Crise no alistamento militar: Defensoria exige regras para pessoas trans no Exército
O ambiente militar brasileiro, tradicionalmente marcado por rigidez e normas conservadoras, está prestes a enfrentar um debate cada vez mais urgente: como garantir o respeito à identidade de gênero de pessoas trans que desejam cumprir o serviço militar obrigatório?
A resposta pode estar em uma recomendação oficial feita pela Defensoria Pública da União (DPU), que reacendeu discussões sobre os limites e a necessidade de modernização nos procedimentos das Forças Armadas.
A DPU exigiu que o Exército Brasileiro crie um protocolo específico para o atendimento de pessoas trans durante o processo de alistamento.
Assinado por defensores especializados em direitos humanos e integrantes do Grupo de Trabalho LGBTQIA+ da DPU, o documento dá 15 dias para que o Exército informe se acatará ou não a recomendação.
A proposta visa assegurar que nenhuma pessoa trans seja exposta a constrangimentos, abusos ou violações de sua dignidade durante o processo de seleção para o serviço militar.
Caso em Maceió expõe falhas graves
Segundo informações do portal ”Brasil247”, o estopim para a iniciativa foi um caso ocorrido em Maceió, Alagoas, onde um jovem trans relatou ter sofrido constrangimento durante o alistamento.
Mesmo após informar ser um homem trans, ele foi obrigado a se despir em uma sala com outros quatro candidatos durante a avaliação física.
A justificativa dada pelos militares presentes foi que a prática fazia parte do “protocolo regular do Exército”.
O relato causou indignação em órgãos de direitos humanos e expôs uma lacuna grave nas diretrizes militares em relação à diversidade de gênero.
Segundo a DPU, não basta haver orientações genéricas sobre respeito à identidade de gênero.

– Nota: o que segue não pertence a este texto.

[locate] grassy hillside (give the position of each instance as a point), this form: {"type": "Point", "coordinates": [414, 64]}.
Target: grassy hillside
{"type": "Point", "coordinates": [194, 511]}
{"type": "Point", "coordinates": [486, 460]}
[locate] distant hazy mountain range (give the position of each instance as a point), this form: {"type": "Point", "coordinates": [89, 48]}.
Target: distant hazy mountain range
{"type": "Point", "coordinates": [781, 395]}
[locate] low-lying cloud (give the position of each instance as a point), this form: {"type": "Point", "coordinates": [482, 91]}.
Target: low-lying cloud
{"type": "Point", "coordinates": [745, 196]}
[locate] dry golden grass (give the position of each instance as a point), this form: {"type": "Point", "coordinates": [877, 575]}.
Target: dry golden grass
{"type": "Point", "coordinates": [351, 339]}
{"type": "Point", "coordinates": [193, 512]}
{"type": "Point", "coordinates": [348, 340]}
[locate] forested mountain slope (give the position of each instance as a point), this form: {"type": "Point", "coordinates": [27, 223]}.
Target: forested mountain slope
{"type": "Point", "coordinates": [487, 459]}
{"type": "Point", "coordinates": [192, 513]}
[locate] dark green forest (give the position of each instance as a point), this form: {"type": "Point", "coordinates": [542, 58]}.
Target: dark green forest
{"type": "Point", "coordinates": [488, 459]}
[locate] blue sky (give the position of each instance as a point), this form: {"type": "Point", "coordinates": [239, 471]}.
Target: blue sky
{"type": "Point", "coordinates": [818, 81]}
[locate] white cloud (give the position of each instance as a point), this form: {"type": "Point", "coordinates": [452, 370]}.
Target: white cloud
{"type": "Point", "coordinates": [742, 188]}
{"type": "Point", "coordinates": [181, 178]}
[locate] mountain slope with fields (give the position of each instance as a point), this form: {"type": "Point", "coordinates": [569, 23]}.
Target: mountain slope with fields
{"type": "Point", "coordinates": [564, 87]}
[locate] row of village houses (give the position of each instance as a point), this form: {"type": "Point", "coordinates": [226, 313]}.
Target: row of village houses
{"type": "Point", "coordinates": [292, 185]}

É preciso um protocolo claro, objetivo e nacional, que garanta tratamento humanizado desde o primeiro contato com a Junta de Serviço Militar até as etapas finais da convocação.
Normas existem, mas não são aplicadas
A DPU destacou que o plano regional de convocação da 7ª Região Militar, que abrange Alagoas, já prevê diretrizes específicas para o atendimento de pessoas LGBTQIA+.
Entre elas, constam o uso do nome social, a proibição de tratamento vexatório e o respeito à identidade de gênero.
Contudo, há fortes indícios de que essas diretrizes não estão sendo seguidas à risca pelos profissionais encarregados do alistamento.
Esse descompasso entre teoria e prática reforça a urgência de um protocolo nacional obrigatório, com treinamento e fiscalização.
O que propõe a Defensoria
No documento enviado ao Exército, a DPU propõe uma série de medidas que visam assegurar um processo respeitoso e inclusivo para as pessoas trans.
Entre os principais pontos estão:
- Permitir o uso do nome social desde o primeiro atendimento na Junta de Serviço Militar
- Garantir a escolha do gênero do profissional responsável por exames físicos e médicos
- Assegurar privacidade nas avaliações físicas, evitando situações de exposição constrangedora
- Implementar ações educativas para os servidores militares que atuam no alistamento
- Criar um canal permanente para denúncias de abusos, com garantia de sigilo e investigação efetiva
A intenção da Defensoria é garantir que o serviço militar cumpra sua função constitucional sem violar os direitos fundamentais de seus convocados.
A Constituição está do lado da inclusão
A Constituição Federal de 1988 estabelece que todos são iguais perante a lei, sem distinção de qualquer natureza.
A Lei do Serviço Militar (Lei nº 4.375/1964) determina a obrigatoriedade do alistamento para brasileiros do sexo masculino, sem, no entanto, detalhar diretrizes específicas sobre identidade de gênero.
Isso abre espaço para interpretações divergentes e reforça a necessidade de uma normatização mais sensível às transformações sociais e jurídicas do país.
Com o aumento da visibilidade de pessoas trans na sociedade brasileira, o Exército não pode se furtar ao dever de adaptar suas práticas às novas demandas de respeito, inclusão e cidadania.